I recently worked at a club on Cape Cod where there were a lot of South African immigrant workers. One in particular loved to stop and chat with me on my breaks, and - having just finished a history class titled "Poverty, War, and Violence in South Africa" - I was very interested in what this white South African man had to say about his country.
What did I find?
Racism.
Like a southern Republican in the US, I heard tale after tale about how the South African government was making life incredibly difficult for white South Africans. I heard about how it was impossible to run a business if you were white, how 'the blacks' were taking all the jobs while simultaneously sitting on their asses and collecting social welfare services. I heard about how whites were looked down on and condemned by the international community and their countrymen at home, and how their wealth had been stolen by 'the [monolithic] blacks'.

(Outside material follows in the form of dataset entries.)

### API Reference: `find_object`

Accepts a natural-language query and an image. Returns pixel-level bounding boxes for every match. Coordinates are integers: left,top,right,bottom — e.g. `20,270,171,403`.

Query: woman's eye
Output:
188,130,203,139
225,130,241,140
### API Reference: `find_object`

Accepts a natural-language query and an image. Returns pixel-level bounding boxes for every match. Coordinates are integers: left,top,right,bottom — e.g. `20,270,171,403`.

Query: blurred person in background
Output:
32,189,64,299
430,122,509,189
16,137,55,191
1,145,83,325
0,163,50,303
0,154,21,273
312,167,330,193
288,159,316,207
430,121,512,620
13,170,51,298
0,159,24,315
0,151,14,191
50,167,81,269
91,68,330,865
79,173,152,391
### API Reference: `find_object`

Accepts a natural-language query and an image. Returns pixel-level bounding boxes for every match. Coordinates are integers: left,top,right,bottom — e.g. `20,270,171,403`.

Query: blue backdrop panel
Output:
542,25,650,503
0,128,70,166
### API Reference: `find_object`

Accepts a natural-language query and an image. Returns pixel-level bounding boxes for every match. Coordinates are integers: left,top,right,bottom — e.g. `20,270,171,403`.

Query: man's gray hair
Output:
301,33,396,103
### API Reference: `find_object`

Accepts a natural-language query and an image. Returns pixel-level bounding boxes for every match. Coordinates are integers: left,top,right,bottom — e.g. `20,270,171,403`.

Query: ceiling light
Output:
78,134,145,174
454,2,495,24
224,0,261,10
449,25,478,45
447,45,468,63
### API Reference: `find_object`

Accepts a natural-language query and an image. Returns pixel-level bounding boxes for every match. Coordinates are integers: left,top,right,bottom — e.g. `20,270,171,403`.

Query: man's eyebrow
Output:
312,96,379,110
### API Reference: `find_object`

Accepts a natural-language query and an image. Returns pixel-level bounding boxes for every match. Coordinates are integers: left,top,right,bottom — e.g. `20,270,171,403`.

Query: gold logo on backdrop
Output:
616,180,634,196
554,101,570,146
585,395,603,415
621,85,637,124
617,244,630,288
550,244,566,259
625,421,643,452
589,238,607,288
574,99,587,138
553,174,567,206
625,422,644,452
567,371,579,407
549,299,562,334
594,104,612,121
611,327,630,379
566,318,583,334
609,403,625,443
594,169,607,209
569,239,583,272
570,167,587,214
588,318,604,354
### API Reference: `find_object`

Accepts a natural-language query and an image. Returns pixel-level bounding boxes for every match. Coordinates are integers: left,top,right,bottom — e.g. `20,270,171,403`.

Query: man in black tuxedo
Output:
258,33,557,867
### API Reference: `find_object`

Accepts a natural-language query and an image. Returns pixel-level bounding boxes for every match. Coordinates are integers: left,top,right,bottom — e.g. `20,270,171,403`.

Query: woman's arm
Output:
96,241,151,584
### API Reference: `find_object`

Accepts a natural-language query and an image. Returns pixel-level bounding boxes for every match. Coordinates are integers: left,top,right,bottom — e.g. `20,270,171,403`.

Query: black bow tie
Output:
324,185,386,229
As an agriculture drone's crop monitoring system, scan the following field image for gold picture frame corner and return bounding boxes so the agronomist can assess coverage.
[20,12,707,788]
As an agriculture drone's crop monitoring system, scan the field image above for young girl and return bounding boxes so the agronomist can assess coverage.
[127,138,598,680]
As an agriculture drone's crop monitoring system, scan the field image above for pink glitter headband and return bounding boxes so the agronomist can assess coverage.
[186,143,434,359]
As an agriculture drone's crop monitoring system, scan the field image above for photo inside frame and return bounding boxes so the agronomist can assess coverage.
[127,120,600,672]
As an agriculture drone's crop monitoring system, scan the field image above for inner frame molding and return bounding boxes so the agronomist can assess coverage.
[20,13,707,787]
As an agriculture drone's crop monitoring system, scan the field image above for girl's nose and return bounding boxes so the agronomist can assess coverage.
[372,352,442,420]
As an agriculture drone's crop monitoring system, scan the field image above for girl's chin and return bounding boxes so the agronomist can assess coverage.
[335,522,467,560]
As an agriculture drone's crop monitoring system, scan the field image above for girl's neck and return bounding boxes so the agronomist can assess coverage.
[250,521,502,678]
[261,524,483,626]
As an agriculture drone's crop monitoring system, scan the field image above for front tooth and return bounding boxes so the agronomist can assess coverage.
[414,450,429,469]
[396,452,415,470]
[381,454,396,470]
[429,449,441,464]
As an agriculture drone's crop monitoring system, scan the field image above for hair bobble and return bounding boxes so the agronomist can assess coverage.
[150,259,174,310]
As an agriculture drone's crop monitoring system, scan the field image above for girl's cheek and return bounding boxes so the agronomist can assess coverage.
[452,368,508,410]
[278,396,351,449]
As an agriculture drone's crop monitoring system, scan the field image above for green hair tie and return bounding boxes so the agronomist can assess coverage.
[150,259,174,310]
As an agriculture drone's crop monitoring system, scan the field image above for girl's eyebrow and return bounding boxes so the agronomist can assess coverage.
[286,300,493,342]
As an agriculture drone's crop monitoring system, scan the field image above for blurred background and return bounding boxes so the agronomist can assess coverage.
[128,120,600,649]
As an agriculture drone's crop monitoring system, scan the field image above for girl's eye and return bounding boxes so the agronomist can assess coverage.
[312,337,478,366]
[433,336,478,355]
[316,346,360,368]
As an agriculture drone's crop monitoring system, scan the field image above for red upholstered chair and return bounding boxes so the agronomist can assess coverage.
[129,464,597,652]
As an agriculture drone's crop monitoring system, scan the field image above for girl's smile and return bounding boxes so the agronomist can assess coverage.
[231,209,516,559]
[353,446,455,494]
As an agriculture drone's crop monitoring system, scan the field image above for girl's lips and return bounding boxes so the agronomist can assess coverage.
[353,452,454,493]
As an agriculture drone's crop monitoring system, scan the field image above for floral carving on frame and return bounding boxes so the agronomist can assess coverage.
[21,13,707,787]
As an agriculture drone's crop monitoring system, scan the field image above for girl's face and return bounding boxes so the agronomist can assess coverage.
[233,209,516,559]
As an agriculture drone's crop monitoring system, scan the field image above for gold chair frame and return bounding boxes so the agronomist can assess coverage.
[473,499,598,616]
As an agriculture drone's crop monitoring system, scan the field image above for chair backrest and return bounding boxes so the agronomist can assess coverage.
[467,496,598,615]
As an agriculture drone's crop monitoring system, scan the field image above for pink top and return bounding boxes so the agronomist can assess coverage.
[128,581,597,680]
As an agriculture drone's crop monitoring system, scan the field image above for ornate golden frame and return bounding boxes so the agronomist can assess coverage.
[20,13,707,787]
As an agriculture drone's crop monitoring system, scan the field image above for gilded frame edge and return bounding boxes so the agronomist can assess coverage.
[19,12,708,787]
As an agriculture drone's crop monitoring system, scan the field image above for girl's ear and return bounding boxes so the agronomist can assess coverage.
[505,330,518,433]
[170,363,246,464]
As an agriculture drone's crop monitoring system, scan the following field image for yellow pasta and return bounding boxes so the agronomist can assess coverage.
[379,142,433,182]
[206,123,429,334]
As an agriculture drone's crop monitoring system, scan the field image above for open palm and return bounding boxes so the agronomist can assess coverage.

What I didn't hear is any of what I had learned about South Africa. Neither their history nor their current situation seemed to line up with what I was hearing. Then I realized the similarities with the GOP in my own country. He refuses to see the racism, the war, the exploitation, and the desperation brought by European invaders to South Africa. Maybe he should read some of Clifton Crais.
This book was fantastic. I loved how meticulously Crais scoured the record books for data, eyewitness accounts, reports by the authorities and third parties, and how he tied them all together in one compelling message: "South African history has been awful, and the most awful parts have been caused directly by imperialism." And he proves it.
Clifton Crais' analysis of the developing poverty in South Africa along with the subsequent violence is thoroughly discussed using a variety of evidence from scientific, political, and personal sources from the time period. Along with his inclusion of critiques of the relevant arguments of other historians in the field help to place his argument squarely within the framework of violence that led to Apartheid in what is now known as South Africa.